The first isekai manga (which is basically the same thing as LitRPG) I've read was great. I think it was Log Horizon. As a novel concept, it was very engaging. Maybe I've enjoyed a couple more here and there.

But it's been 10 years since then. And there is an unbelievable amount of it. It's depressing to imagine there are people out there whose recreational reading consists solely of escapist LitRPG power fantasies.
 
The first isekai manga (which is basically the same thing as LitRPG) I've read was great. I think it was Log Horizon. As a novel concept, it was very engaging. Maybe I've enjoyed a couple more here and there.
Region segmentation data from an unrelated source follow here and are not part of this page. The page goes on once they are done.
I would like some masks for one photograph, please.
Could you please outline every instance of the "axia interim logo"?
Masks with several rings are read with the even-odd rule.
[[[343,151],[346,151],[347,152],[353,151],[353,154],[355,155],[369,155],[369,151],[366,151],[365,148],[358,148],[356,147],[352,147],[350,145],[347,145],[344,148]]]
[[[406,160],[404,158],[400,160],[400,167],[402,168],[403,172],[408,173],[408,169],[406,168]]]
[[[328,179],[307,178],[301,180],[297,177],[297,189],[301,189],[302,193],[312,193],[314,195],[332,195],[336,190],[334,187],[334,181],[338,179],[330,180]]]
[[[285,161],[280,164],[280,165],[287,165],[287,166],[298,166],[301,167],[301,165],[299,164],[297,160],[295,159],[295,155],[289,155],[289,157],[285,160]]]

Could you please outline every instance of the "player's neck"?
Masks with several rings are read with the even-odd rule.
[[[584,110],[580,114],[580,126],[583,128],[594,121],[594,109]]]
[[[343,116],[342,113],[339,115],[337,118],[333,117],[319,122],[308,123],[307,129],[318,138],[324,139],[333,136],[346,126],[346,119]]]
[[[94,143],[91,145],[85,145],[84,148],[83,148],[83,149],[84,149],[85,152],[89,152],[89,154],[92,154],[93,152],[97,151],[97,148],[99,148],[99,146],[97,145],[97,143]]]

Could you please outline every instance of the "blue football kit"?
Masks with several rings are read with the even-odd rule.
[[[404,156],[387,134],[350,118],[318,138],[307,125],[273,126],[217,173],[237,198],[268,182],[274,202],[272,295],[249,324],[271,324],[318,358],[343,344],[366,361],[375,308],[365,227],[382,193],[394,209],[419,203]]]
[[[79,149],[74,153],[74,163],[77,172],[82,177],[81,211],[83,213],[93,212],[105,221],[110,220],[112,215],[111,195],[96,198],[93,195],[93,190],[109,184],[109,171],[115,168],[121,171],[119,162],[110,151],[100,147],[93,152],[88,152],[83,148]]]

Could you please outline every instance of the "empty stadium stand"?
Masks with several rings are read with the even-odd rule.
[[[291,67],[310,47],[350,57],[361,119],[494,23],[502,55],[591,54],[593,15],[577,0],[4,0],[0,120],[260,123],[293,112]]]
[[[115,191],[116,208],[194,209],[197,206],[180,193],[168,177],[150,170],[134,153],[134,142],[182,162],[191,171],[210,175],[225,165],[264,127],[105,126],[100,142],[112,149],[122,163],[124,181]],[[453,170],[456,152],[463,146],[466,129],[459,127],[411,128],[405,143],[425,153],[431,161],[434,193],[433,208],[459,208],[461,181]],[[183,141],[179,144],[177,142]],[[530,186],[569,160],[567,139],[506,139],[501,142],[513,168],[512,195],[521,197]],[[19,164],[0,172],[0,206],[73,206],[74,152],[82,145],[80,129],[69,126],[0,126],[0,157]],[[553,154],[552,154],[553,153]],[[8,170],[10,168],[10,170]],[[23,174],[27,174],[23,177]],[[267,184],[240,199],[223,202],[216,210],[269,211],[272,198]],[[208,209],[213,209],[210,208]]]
But it's been 10 years since then. And there is an unbelievable amount of it. It's depressing to imagine there are people out there whose recreational reading consists solely of escapist LitRPG power fantasies.
Isekai differs from LitRPG because plenty of isekai doesn't have in-universe character stats and other such tardation. LitRPG is the most tasteless genre imaginable and I would think anyone who would actually be into it is too illiterate to even read.
 
The first isekai manga (which is basically the same thing as LitRPG) I've read was great. I think it was Log Horizon. As a novel concept, it was very engaging. Maybe I've enjoyed a couple more here and there.
I love Log Horizon. Its all downhill from there because it's written as an actual story with some actual and sometimes quite clever thought behind it and the gay anime/manga tropes are kept to a respectable minimum. It's a shame the author got into tax trouble and stopped writing it.
 
It's an open secret. I was advised by an author friend of mine to use a minority friend's identity when submitting as agent bait, essentially, as that would be more likely to get me signed. The idea being that they reject white guy sounding names sight unseen, but it's a much harder job to turn you down if they've said they like your manuscript before they know that you're not a heckin' valid BIPOC queer person.
So you’re telling me that if I want to get published, I should just change my name to ”Miguel Sanchez”, pretend to be a really high-caste Mexican, and act super effeminate? Hmmm...
 
I love Log Horizon. Its all downhill from there because it's written as an actual story with some actual and sometimes quite clever thought behind it and the gay anime/manga tropes are kept to a respectable minimum. It's a shame the author got into tax trouble and stopped writing it.
He was probably trying an exploit in real life like his characters exploit the game parts of the real game world.

Glad you liked Howling Dark by the way!